Asia Tech Wire (June 13) -- A Chinese court has ruled against TikTok owner ByteDance in software copyright infringement cases, requiring it to pay more than 20 million yuan in damages.
The Beijing High People's Court issued a first-instance judgment in late May in cases involving ByteDance's Douyin and CapCut software.
The court found that the two software programs infringed on the copyright of Meicam SDK, a software of Beijing Meishe Network Technology Co., Ltd, and ordered the three ByteDance-affiliated entities to publicly apologize to Meishe, compensating it for its economic losses and reasonable expenses totaling 20.4347 million yuan.
Since then, Meishe has won at first instance in all eight cases it has brought against a number of ByteDance's affiliates in the Beijing Intellectual Property Court and the Beijing High People's Court for code plagiarism of a number of ByteDance's software.

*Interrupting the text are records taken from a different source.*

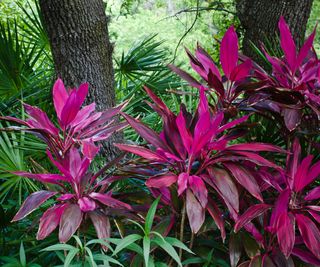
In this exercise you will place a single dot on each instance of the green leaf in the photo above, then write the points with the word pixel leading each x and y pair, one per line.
pixel 146 249
pixel 59 247
pixel 103 242
pixel 168 248
pixel 150 216
pixel 72 253
pixel 78 241
pixel 22 254
pixel 125 242
pixel 103 257
pixel 193 261
pixel 92 262
pixel 177 243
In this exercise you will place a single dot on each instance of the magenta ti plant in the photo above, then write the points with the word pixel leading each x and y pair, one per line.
pixel 193 152
pixel 293 86
pixel 228 86
pixel 78 194
pixel 291 220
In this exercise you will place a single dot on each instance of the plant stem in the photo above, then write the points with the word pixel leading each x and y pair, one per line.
pixel 191 240
pixel 183 218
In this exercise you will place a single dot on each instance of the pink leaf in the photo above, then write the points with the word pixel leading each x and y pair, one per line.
pixel 89 149
pixel 147 133
pixel 195 212
pixel 60 96
pixel 229 51
pixel 162 180
pixel 109 201
pixel 87 204
pixel 287 44
pixel 313 173
pixel 246 179
pixel 183 179
pixel 306 256
pixel 32 202
pixel 301 174
pixel 217 217
pixel 313 194
pixel 50 220
pixel 70 110
pixel 101 224
pixel 286 233
pixel 256 147
pixel 281 207
pixel 305 49
pixel 292 118
pixel 225 187
pixel 241 71
pixel 184 132
pixel 70 222
pixel 250 214
pixel 44 178
pixel 310 234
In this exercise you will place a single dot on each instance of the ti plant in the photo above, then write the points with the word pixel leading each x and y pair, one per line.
pixel 82 255
pixel 21 262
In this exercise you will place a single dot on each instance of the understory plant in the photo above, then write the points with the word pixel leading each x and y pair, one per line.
pixel 227 196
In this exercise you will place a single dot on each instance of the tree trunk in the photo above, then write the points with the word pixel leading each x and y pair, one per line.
pixel 82 52
pixel 259 18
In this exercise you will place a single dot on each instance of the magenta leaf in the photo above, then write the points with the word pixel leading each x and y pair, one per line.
pixel 217 217
pixel 195 212
pixel 313 194
pixel 286 233
pixel 301 174
pixel 32 202
pixel 306 256
pixel 60 96
pixel 86 204
pixel 310 233
pixel 44 178
pixel 250 214
pixel 225 186
pixel 162 180
pixel 281 207
pixel 305 49
pixel 229 52
pixel 183 180
pixel 50 220
pixel 109 201
pixel 101 224
pixel 89 150
pixel 241 71
pixel 246 179
pixel 147 133
pixel 70 222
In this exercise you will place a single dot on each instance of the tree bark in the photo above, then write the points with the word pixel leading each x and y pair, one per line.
pixel 81 49
pixel 259 18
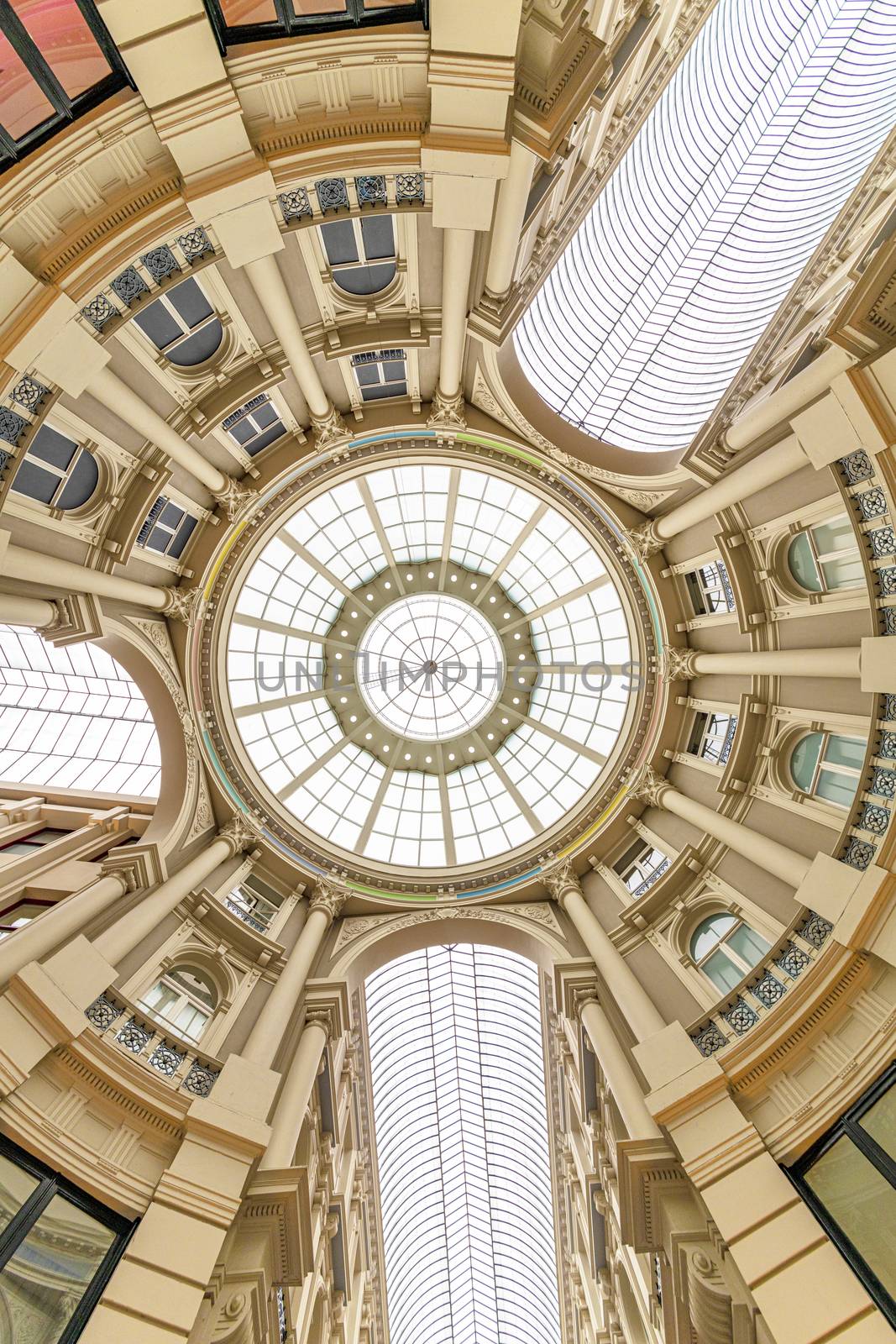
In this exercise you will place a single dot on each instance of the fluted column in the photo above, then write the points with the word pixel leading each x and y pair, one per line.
pixel 634 1001
pixel 140 921
pixel 26 611
pixel 296 1092
pixel 268 281
pixel 618 1072
pixel 768 853
pixel 684 664
pixel 513 192
pixel 275 1018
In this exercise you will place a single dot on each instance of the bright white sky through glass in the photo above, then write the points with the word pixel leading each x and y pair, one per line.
pixel 71 718
pixel 707 222
pixel 463 1148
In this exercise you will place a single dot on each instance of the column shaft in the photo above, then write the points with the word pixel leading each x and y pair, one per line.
pixel 295 1097
pixel 266 280
pixel 773 465
pixel 128 932
pixel 510 214
pixel 815 663
pixel 625 987
pixel 268 1032
pixel 618 1072
pixel 457 264
pixel 58 925
pixel 768 853
pixel 128 407
pixel 789 400
pixel 36 568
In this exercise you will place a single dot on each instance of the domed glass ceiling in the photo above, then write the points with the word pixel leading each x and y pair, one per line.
pixel 694 241
pixel 427 665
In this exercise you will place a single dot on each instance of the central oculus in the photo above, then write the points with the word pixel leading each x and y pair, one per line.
pixel 430 667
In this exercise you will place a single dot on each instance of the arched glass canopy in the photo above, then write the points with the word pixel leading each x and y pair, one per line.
pixel 71 718
pixel 463 1148
pixel 734 179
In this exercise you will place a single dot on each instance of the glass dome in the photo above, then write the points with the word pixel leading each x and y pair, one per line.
pixel 427 665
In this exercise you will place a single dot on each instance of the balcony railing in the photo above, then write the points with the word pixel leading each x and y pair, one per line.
pixel 766 985
pixel 140 1037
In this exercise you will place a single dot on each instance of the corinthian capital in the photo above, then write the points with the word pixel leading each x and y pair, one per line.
pixel 679 664
pixel 328 897
pixel 649 788
pixel 239 832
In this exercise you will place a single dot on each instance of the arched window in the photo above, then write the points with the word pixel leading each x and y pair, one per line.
pixel 181 324
pixel 726 948
pixel 828 765
pixel 55 470
pixel 184 998
pixel 362 253
pixel 825 557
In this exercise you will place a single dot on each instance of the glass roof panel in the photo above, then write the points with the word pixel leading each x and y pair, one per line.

In May 2021, Meishe sued a number of ByteDance's affiliates for code plagiarism in the two courts on the grounds of infringement of computer software copyrights.

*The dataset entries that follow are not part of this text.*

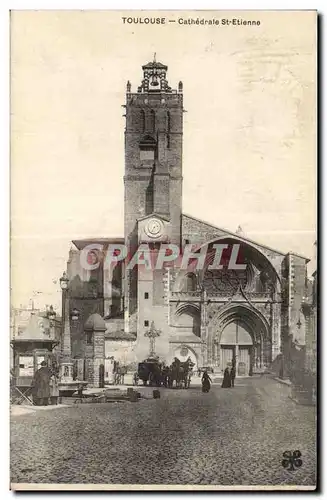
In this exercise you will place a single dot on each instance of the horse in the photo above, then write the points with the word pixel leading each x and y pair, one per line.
pixel 180 372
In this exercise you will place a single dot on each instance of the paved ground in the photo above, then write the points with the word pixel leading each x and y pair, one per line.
pixel 227 437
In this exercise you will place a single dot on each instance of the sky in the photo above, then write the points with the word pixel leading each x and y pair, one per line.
pixel 249 153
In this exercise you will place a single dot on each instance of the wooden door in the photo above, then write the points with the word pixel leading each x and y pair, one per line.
pixel 244 360
pixel 226 356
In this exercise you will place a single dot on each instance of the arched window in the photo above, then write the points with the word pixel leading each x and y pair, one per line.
pixel 168 125
pixel 142 120
pixel 168 122
pixel 152 121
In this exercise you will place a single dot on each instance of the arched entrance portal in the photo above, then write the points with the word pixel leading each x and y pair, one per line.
pixel 183 352
pixel 237 345
pixel 242 333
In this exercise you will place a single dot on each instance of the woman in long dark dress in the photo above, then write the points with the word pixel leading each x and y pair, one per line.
pixel 227 382
pixel 206 382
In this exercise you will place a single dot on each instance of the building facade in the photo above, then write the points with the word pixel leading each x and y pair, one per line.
pixel 251 313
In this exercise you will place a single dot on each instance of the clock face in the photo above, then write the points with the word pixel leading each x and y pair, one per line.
pixel 154 228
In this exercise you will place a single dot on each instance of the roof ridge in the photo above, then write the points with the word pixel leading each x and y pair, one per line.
pixel 242 238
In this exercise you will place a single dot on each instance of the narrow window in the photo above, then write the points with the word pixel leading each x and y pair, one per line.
pixel 152 121
pixel 142 121
pixel 168 122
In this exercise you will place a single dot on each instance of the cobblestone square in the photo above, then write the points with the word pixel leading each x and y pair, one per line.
pixel 228 437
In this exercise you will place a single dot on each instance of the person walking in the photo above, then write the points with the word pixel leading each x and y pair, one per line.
pixel 41 385
pixel 227 378
pixel 54 389
pixel 232 375
pixel 206 382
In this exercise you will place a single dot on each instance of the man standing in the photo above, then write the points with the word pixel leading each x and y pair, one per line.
pixel 41 385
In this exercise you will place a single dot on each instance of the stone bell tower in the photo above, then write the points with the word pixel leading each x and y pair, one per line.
pixel 153 178
pixel 153 150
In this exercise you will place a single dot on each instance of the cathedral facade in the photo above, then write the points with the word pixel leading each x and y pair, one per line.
pixel 250 313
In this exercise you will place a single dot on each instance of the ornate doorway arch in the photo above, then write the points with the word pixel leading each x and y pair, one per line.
pixel 241 334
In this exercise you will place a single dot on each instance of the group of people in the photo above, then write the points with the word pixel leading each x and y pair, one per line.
pixel 45 386
pixel 228 380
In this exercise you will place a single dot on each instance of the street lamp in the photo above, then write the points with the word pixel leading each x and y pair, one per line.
pixel 51 315
pixel 75 314
pixel 152 334
pixel 66 366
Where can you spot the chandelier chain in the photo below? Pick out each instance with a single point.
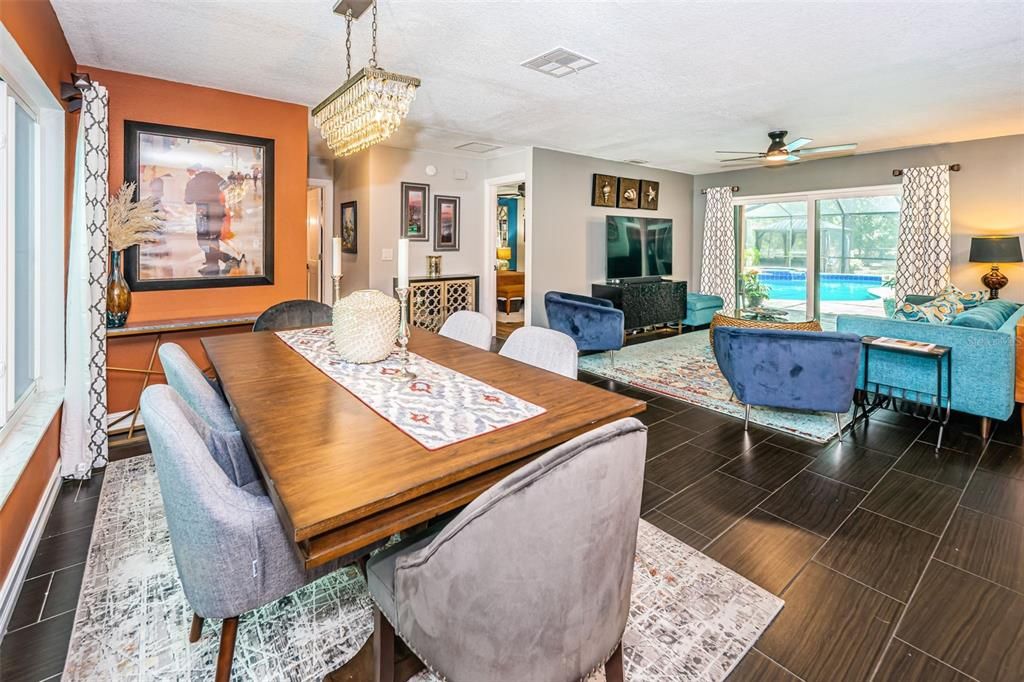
(373, 52)
(348, 44)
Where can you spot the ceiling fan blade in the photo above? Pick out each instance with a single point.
(830, 147)
(797, 143)
(781, 161)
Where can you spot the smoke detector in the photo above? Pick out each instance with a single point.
(558, 62)
(477, 147)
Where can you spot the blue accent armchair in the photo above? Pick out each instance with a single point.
(811, 371)
(592, 323)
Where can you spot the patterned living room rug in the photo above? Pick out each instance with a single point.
(691, 619)
(684, 367)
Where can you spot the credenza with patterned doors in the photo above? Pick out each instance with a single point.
(431, 300)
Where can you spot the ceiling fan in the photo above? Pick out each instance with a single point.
(781, 152)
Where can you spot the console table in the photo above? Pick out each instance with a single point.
(431, 300)
(156, 330)
(646, 303)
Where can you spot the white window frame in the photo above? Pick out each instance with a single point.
(23, 426)
(811, 198)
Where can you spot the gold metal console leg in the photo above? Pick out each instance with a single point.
(145, 382)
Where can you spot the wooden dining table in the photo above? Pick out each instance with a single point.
(342, 477)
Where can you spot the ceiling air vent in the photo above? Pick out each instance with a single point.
(477, 147)
(558, 62)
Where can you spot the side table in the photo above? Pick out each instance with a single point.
(1019, 382)
(884, 394)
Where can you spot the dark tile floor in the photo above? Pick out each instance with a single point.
(895, 562)
(36, 642)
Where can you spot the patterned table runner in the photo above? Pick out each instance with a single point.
(439, 408)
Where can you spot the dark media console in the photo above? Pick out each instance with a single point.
(645, 301)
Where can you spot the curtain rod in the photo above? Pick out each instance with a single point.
(899, 171)
(72, 92)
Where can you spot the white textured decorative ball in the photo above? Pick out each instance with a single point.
(366, 326)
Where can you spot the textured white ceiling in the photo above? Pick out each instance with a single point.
(675, 80)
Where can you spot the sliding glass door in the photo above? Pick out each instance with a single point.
(817, 254)
(857, 254)
(773, 250)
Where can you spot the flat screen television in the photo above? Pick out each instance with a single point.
(638, 247)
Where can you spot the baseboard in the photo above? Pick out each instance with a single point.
(11, 588)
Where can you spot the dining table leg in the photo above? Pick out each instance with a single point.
(361, 667)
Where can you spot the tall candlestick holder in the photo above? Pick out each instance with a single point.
(403, 374)
(337, 286)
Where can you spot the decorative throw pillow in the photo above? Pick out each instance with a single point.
(964, 299)
(938, 311)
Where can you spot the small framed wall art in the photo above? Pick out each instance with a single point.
(629, 193)
(415, 212)
(649, 190)
(603, 192)
(349, 227)
(445, 223)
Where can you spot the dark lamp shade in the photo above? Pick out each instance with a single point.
(995, 250)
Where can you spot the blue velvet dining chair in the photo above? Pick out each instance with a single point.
(808, 371)
(592, 323)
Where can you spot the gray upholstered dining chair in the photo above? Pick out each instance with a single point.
(531, 581)
(293, 314)
(542, 347)
(231, 553)
(469, 327)
(189, 382)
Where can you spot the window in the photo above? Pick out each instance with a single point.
(819, 254)
(19, 165)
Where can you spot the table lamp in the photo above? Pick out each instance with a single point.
(504, 256)
(995, 250)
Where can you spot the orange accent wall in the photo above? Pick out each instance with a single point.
(37, 31)
(153, 100)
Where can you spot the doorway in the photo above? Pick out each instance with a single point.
(510, 258)
(320, 229)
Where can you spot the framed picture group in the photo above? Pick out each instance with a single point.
(416, 217)
(612, 192)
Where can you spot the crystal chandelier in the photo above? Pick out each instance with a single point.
(370, 105)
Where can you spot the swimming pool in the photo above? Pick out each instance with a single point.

And at the end of June 2023, the Beijing Intellectual Property Court rendered a first-instance judgment in the six cases of Meishe v. ByteDance for code plagiarism, ordering the defendants to stop infringing on the copyright of the Meicam SDK software.
The court ruled at the time that ByteDance needed to compensate Meishe for economic losses and reasonable expenses totaling 6.27 million yuan.